If it were a single webpage, I could keep tapping the keyboard's arrow-key to scroll the entire article. Requiring us to click on the arrow-image for 46(!) slides is a bother, requiring aiming and zeroing the mouse, much more annoying than just tapping on the keyboard's arrow. In case of argument, we're not on dial-up anymore, so continue including the pretty pictures. (Prefer pictures without tracking gizmos.)

Wiz-Bang wrote:
> I don't mind looking at ads, but when each slide has it's own 10 or 20 second ad and they cause the browser to hang due to poor programming of the advertising dev...

He's pretty smart. In my case, the ads gotta be delivered real discreetly for me to "not mind" seeing them.
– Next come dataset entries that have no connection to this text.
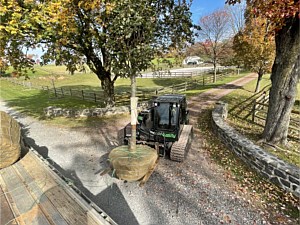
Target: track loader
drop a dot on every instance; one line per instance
(164, 126)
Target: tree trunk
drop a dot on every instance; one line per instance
(133, 101)
(215, 72)
(109, 91)
(284, 77)
(260, 75)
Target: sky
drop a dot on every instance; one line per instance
(201, 8)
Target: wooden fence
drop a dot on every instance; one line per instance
(122, 98)
(254, 109)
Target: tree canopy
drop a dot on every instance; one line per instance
(215, 35)
(254, 47)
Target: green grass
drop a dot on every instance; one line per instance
(252, 130)
(269, 197)
(33, 102)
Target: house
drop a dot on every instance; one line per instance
(192, 60)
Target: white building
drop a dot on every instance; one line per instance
(192, 60)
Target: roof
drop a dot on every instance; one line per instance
(171, 98)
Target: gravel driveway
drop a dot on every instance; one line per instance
(192, 192)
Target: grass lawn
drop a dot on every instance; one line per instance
(33, 102)
(254, 131)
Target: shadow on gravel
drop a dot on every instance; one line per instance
(111, 200)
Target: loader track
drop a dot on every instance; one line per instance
(179, 148)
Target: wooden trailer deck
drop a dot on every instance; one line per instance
(32, 193)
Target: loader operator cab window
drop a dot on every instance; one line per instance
(166, 115)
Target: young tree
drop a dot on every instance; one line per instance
(255, 48)
(214, 36)
(95, 32)
(237, 16)
(284, 16)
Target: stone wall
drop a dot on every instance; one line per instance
(279, 172)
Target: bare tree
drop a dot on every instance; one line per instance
(215, 36)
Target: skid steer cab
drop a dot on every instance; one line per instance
(164, 126)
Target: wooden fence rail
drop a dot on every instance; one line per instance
(123, 97)
(254, 109)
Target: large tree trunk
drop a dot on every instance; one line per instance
(109, 91)
(284, 77)
(215, 72)
(260, 75)
(133, 112)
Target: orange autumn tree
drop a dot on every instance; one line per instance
(254, 47)
(283, 15)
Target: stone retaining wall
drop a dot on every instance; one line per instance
(279, 172)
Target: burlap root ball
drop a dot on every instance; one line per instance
(10, 136)
(132, 166)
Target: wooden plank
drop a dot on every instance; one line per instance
(73, 209)
(37, 193)
(24, 206)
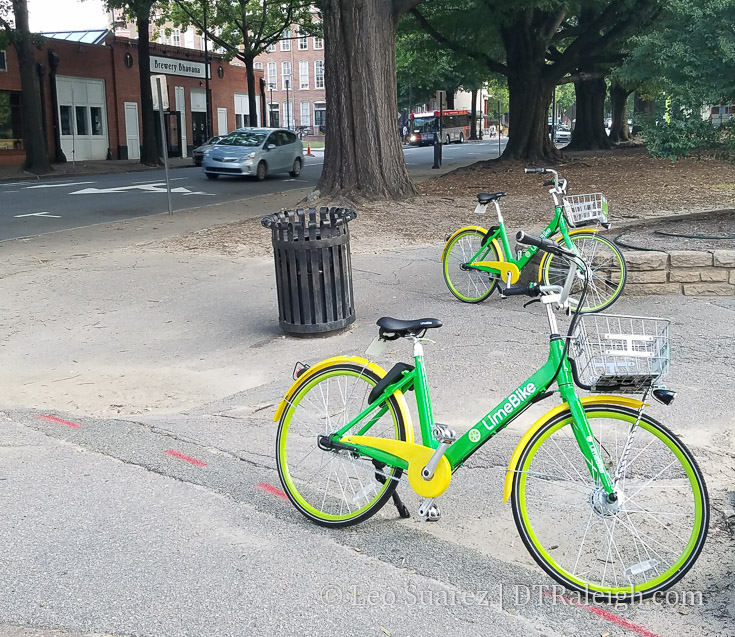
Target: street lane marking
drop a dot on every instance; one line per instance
(154, 187)
(189, 459)
(73, 183)
(271, 489)
(62, 422)
(39, 214)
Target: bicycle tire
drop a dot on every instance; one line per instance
(603, 290)
(345, 469)
(462, 247)
(630, 554)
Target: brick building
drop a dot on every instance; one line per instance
(90, 93)
(296, 62)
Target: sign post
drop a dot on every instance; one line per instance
(164, 142)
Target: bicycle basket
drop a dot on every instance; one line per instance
(581, 209)
(625, 354)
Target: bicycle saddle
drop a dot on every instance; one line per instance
(485, 197)
(398, 328)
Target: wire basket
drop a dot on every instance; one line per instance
(582, 209)
(626, 354)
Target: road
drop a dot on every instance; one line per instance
(38, 207)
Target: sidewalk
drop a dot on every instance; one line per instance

Those ads are like webmasters sabotaging their own content. I don't understand why the article-content can't be delivered first, and if the ad takes 10 or 20 seconds to be delivered, that shouldn't delay us from seeing the article, and why would that be a problem for the advertiser?

Anyway, this exercise was so interesting, I lost interest in the article. It doesn't help that the first example provided by Slide 1 is for ordering a rent-a-car, and if that's the most significant example, I assume it's all downhill from there. I don't have a virtual assistant, so no big loss.

Since all the marketing about virtual assistants, the first question for me has always been, "Can't I get my regular computer to do that?"